The primary use of SSL tunneling is to let internal users within a corporate intranet access external HTTPS servers on the Internet (in this case, it is seldom necessary to check the destination port number, because outbound HTTP connections are allowed in most security policies). Nevertheless, SSL tunneling can also be used in the opposite direction, namely, to make internal HTTPS servers visible and accessible to the outside world (to the users located on the Internet). In this case, however, the proxy server acts as an inbound proxy[11] for the SSL data traffic. What this basically means is that HTTPS connections originating from the outside world are simply relayed by the inbound proxy to the internal HTTPS servers, where the requesting users should be strongly authenticated.
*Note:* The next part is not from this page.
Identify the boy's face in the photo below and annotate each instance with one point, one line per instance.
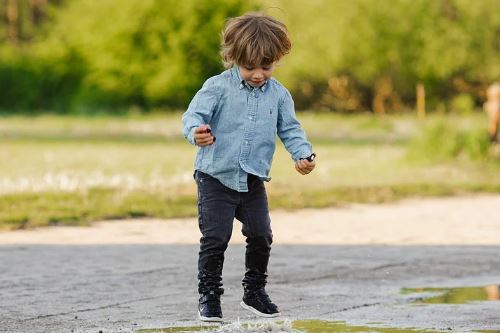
(257, 76)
Therefore, the internal Web servers must implement the SSL or TLS protocol. Unfortunately, this is not always the case and most internal Web servers are still not SSL or TLS-enabled (and do not represent HTTPS servers accordingly). In this case, the inbound proxy must authenticate the requesting clients and connect them to the appropriate internal Web servers. To make this possible (and to make these servers visible to the outside world), several SSL gateways or SSL proxy servers have been developed and are being marketed today. For example, a group of researchers from the DEC Systems Research Center proposed the use of a combination of SSL client authentication (at the inbound proxy) and URL rewriting techniques in a technology called "secure Web tunneling" [21]. Since then, several products have been developed that implement similar ideas. One example is the Trusted Entry Security Server (TESS) jointly developed by two Swiss companies.[12]
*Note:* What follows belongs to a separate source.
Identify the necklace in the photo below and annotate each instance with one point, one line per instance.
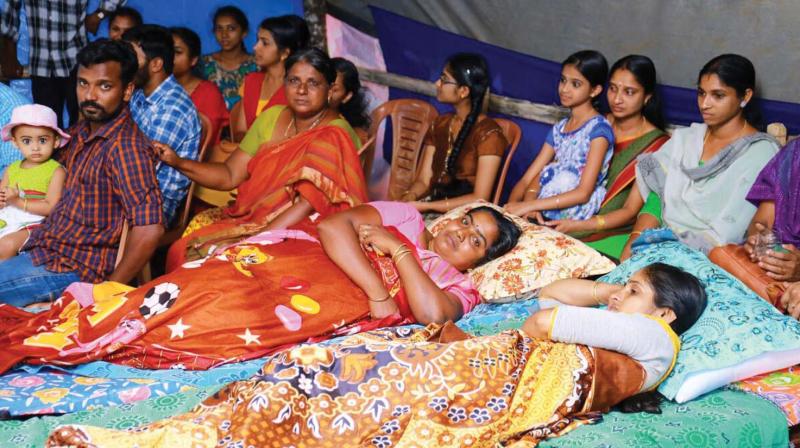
(639, 131)
(708, 134)
(293, 123)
A final word is due to the fact that the use of SSL, TLS, or any other transport layer security protocol to secure (i.e., encrypt) HTTP data traffic also negatively influences the usefulness of proxy servers for caching. If a resource is encrypted end-to-end, it is encrypted in a way that is useful only for the server and one particular client (i.e., the client that has requested the resource and holds the corresponding session key). Consequently, there is no use in caching the encrypted resource for other clients.

[11]In the literature, inbound proxies are called reverse proxies most of the time. In this book, however, we use the term "inbound proxy," as there is no reverse functionality involved. In fact, a reverse proxy is doing nothing differently than a normal proxy server. The only difference is that it primarily servers inbound connections (instead of outbound connections).